Quand je suis triste, je repenses systématiquement à cet écrit de Richard Siken, qui a écrit beaucoup de choses bien, au demeurant. Enfin ce n'est pas lui qui l'a écrit, mais c'est lui qui le relate, en tout cas.
"The daughter is sad. I’m so sad says the daughter. Why are you sad? asks the mother. The daughter doesn’t know. The days go by. The daughter isn’t getting better and the mother worries, frets, paces. The mother isn’t a doctor, she’s a poet, so she brings home a book. I’m too sad to read says the daughter but it’s not for reading, it’s for figuring: it’s a thesaurus. You can be as sad as you need to be says the mother but you must know what kind of sad you are. Are you sad-lonely, sad-desperate, sad-lacking-in-faith? The daughter sits at her desk and looks at the words she has written on the sheet of paper. It’s not that the words are any less true than she imagined, it’s not that they’re smaller than she thought, but they’re limited, they have boundaries, they’re finite, and she’s bigger than they are, surprisingly bigger and more vast than these words on the page, written in her own hand. Go figure. She starts to feel better."

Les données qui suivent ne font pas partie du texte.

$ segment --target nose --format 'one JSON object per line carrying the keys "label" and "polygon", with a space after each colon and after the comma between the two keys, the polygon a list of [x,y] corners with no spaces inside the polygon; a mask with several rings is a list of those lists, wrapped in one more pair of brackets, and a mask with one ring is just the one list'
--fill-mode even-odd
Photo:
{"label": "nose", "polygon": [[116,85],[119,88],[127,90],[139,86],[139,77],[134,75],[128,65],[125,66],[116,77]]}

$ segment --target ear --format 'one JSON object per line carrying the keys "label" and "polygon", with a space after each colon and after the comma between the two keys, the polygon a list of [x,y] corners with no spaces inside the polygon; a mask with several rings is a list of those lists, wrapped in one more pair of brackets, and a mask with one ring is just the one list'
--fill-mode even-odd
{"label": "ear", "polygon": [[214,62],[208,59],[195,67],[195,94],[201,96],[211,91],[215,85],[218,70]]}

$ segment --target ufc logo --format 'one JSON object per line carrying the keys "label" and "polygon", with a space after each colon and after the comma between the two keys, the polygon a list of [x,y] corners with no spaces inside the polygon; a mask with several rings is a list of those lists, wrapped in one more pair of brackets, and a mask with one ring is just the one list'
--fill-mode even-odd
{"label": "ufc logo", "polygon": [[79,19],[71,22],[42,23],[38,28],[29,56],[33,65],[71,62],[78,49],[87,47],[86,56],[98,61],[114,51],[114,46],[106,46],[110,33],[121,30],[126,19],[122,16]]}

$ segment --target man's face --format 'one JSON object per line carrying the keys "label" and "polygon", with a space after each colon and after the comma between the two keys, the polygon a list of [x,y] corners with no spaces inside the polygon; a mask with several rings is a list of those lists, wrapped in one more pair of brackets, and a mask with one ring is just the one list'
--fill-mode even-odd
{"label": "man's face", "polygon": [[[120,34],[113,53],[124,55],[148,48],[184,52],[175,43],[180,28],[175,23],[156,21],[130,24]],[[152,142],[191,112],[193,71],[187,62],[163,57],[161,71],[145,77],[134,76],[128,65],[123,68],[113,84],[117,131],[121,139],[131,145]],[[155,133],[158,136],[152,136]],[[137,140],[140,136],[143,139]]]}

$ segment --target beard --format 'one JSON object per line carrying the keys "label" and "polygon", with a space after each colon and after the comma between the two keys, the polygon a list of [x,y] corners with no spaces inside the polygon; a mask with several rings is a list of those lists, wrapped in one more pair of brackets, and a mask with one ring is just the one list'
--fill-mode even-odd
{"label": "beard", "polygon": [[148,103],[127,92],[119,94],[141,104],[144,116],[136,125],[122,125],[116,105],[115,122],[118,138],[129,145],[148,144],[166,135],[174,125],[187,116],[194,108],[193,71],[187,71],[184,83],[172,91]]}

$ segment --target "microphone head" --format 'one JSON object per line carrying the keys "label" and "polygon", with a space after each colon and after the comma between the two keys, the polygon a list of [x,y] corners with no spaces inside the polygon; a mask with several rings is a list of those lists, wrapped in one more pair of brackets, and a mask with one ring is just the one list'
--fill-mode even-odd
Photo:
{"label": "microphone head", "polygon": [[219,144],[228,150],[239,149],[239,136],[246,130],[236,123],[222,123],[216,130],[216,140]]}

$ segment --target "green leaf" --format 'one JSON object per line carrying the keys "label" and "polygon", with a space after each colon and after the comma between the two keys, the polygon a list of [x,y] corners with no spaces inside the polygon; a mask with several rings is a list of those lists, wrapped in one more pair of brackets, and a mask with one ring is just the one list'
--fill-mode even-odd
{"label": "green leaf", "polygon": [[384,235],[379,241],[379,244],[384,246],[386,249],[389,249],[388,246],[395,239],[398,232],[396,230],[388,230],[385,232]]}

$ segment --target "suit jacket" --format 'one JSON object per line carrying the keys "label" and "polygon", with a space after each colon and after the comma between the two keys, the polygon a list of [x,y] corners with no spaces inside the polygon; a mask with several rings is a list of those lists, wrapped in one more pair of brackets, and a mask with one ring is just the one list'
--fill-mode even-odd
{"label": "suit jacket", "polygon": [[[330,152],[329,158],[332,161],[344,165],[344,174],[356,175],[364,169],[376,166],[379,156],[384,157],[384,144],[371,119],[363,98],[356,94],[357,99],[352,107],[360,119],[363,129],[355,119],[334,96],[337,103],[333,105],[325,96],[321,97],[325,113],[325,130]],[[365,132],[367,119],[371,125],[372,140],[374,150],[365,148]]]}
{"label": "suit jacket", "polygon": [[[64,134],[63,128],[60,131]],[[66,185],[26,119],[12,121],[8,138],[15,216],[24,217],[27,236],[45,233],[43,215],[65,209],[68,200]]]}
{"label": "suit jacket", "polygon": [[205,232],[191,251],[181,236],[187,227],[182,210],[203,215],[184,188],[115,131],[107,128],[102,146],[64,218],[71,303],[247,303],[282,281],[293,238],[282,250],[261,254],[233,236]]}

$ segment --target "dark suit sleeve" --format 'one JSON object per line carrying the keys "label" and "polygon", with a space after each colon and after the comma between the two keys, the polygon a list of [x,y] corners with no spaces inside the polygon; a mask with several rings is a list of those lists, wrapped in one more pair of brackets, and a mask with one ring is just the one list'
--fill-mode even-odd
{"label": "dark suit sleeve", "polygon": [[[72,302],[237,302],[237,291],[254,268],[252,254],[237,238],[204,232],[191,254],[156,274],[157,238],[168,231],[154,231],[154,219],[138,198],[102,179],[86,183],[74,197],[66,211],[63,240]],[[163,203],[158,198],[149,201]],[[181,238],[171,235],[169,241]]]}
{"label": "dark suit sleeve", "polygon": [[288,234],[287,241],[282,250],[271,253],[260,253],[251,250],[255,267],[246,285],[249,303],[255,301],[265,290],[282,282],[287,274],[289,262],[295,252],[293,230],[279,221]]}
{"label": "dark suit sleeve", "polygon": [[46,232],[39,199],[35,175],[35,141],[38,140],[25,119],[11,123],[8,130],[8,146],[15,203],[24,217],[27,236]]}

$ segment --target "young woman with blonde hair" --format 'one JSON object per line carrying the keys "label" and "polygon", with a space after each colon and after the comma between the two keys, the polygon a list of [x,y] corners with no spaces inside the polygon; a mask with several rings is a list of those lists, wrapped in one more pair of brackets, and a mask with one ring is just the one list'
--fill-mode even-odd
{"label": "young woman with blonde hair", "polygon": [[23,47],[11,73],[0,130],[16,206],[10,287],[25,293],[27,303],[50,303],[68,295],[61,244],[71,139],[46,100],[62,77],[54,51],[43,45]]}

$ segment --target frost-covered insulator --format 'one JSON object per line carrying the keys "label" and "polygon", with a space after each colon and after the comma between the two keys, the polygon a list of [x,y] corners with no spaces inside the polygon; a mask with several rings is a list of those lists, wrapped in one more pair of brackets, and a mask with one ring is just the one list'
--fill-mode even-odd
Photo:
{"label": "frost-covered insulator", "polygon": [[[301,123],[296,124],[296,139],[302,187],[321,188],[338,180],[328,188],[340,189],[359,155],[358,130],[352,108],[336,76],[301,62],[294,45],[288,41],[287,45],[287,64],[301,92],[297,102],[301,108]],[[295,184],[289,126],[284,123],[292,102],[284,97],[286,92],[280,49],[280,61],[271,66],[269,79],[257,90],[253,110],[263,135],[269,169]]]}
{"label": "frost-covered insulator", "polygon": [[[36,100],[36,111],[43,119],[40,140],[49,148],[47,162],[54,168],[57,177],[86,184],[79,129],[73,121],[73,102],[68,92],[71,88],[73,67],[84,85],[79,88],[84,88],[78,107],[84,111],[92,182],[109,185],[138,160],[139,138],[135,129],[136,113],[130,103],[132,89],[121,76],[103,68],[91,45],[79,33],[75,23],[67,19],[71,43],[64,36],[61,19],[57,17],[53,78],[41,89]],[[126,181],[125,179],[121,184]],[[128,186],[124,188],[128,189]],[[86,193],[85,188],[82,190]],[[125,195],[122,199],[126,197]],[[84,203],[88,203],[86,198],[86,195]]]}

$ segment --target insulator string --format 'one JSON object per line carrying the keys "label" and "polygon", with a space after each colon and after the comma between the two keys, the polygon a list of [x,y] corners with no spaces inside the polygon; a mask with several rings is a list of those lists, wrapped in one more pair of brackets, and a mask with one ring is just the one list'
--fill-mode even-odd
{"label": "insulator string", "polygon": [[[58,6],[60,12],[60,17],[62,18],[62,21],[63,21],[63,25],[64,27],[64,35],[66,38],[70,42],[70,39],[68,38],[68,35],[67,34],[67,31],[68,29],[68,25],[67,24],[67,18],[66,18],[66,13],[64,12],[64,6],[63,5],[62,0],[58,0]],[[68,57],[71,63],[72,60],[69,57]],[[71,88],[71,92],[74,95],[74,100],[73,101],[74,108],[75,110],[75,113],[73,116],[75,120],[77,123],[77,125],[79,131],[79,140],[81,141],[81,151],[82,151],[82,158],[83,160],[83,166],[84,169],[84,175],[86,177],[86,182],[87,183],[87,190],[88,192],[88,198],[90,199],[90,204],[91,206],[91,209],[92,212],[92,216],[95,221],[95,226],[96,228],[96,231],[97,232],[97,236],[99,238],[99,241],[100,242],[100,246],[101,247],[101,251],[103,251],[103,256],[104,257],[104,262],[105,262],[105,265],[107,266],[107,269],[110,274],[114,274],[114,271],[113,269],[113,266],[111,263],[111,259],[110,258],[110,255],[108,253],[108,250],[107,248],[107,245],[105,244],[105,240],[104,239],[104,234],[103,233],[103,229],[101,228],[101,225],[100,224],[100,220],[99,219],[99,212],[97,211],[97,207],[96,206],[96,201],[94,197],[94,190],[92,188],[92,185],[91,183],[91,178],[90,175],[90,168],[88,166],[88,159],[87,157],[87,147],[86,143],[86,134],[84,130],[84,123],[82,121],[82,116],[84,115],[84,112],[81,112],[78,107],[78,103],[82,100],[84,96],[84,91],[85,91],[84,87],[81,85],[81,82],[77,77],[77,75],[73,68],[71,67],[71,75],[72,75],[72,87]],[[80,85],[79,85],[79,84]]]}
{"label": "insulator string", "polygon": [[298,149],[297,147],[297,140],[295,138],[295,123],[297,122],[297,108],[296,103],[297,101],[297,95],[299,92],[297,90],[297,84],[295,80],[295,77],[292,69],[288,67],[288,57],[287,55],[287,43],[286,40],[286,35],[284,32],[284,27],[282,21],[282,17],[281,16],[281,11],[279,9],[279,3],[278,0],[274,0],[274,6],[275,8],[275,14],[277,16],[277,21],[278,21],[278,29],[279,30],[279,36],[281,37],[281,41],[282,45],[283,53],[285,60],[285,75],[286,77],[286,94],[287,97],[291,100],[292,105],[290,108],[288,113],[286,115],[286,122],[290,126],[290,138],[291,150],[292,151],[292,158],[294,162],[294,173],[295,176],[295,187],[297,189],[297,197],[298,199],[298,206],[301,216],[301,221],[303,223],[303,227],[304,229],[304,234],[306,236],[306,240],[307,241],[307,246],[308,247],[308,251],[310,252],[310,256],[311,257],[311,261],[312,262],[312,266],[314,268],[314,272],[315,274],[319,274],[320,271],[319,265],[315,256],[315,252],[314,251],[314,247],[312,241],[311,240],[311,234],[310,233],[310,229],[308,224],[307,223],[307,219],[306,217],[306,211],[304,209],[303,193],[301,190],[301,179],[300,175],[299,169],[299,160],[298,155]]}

Et pour les non anglophones, je me fends d'une petite traduction, qui sera forcément un peu interprêtée personnellement... :
La fille est triste. Je suis si triste, soupire la fille. Pourquoi tu es triste, demande la mère. La fille ne sais pas trop. Les jours passent. La fille ne va pas mieux et la mère s'inquiète, s'agite, tourne en rond. La mère n'est pas docteur, elle est poète, alors elle ramène un livre à la maison. Je suis trop triste pour lire lui dit la fille, mais ce n'est pas pour lire. C'est pour déterminer : c'est un thésaurus. Tu peux être aussi triste que tu en as besoin, lui dit la mère, mais tu dois savoir quelle genre de tristesse tu as. Est-ce que tu es triste-esseulée, triste-déséspérée, triste-ayant-perdu-la-foi ? La fille est à son bureau et regarde tous les mots qu'elle a écrit sur sa feuille. Ce n'est pas que les mots sont d'une façon ou d'une autre moins vrais qu'elle imaginait, ce n'est pas qu'ils sont plus petits qu'elle pensait, mais ils sont limités, ils ont des frontières, ils sont restreints, et elle est plus grande qu'eux, étonnamment plus grande et plus vaste que ces mots écrits sur cette page, de sa propre main. Allez savoir. Elle commence à aller mieux.
J'ai toujours trouvé ces mots relaxants. Vrais. Cette fille a toujours réussi à faire son travail de recherche et de réconfort à ma place, quand je pensais à elle.